Wednesday, November 9, 2011

Occupy Melbourne

I went to my first Occupy Melbourne general assembly this evening (the 16th they've had). It wasn't deliberate, I was walking on Swanston St, eating my chips & tomato sauce, and there they were. I stayed for a couple of hours. My impressions follow.

I'm not very good with numbers, maybe there were 100 people. They used the (predominate) megaphone and the human microphone. Decisions were run on a consensus basis.

It was very much a left ghetto event. However, it was as though the factions had set their differences aside for participation in Occupy Melbourne.

The first hour was reports from various workgroups (legal, direct action, media, etc.) on what they’d been doing since the last GA. The legal team were going to court over whether Occupy Melbourne could have structures and political posters at Treasury Gardens. They wanted people to await the outcome of legal proceedings before Occupy Melbourne decided to do anything more.

I was disinterested by the first hour. If I were a part of Occupy Melbourne, maybe I’d have been more interested (but probably not).

After the reports there were some more substantial suggestions. The first motion was that Occupy Melbourne has a minute silence for the dead of WWI. I was shocked. I had thought that nothing so conservative would ever dare to be tabled. A show of hands for, then against. There was massive dissent. It was quickly reformulated as "all that have died in all wars". There was massive dissent. Others spoke against war per se. They didn’t want to honour victims, they wanted to attack the perpetrators of war, the 1%. I was encouraged by this, but by then, 10-20min of my life had already disappeared before the motion was thrown out. (I definitely would have walked away forever if it had been accepted in any of its forms.)

After, there was a proposal that we build structures on Saturday, regardless of the legal outcome. There was general (60-70%) support for this. One dissenter made an absurd analogy to guerrilla tactics saying "now is not the time to attack but harry the enemy." This received quite a bit of support. One commenter riposte with "This isn't the Vietnam war." Another dissenter talked of not wanting to jeopardise legal proceedings (the interim outcome, everyone already knew, would be known before Saturday). This rhetorical nonsense (clearly suffering for causal misdirection), received even more support than the guerrilla fighter. However, speakers for or against were unable to sway the numbers significantly. (I voted for occupation with structures, too horrified by the nonsense of the dissenters to abstain any longer.) It was decided to revisit the issue on Saturday. After that, I left.
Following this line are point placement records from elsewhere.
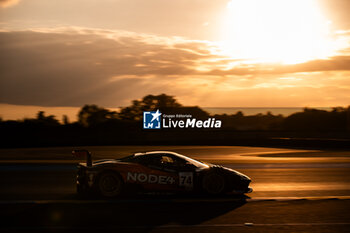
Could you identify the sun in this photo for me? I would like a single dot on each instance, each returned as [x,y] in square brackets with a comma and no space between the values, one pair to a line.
[283,31]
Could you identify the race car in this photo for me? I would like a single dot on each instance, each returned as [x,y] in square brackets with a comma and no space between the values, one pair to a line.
[156,171]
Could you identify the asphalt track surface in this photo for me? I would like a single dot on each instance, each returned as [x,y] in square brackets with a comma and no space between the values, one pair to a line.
[294,191]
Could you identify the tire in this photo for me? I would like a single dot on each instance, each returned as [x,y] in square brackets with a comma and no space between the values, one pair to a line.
[213,183]
[110,184]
I was generally quite impressed. For all my critical thoughts, it seemed like a movement with promise. Are the "Occupys" around the world the beginnings of a 21st century soviet? I don't know. I don't think anyone could know that. They probably aren't though. They'll probably fizzle and burn out. To avoid that fait, they need to inspire people to take control of their lives. I have no idea how they're going to do that. Hundreds of years of failure gnaws at the edges of the general assembly.

2 comments:

  1. You missed all teh dhrama when you left early...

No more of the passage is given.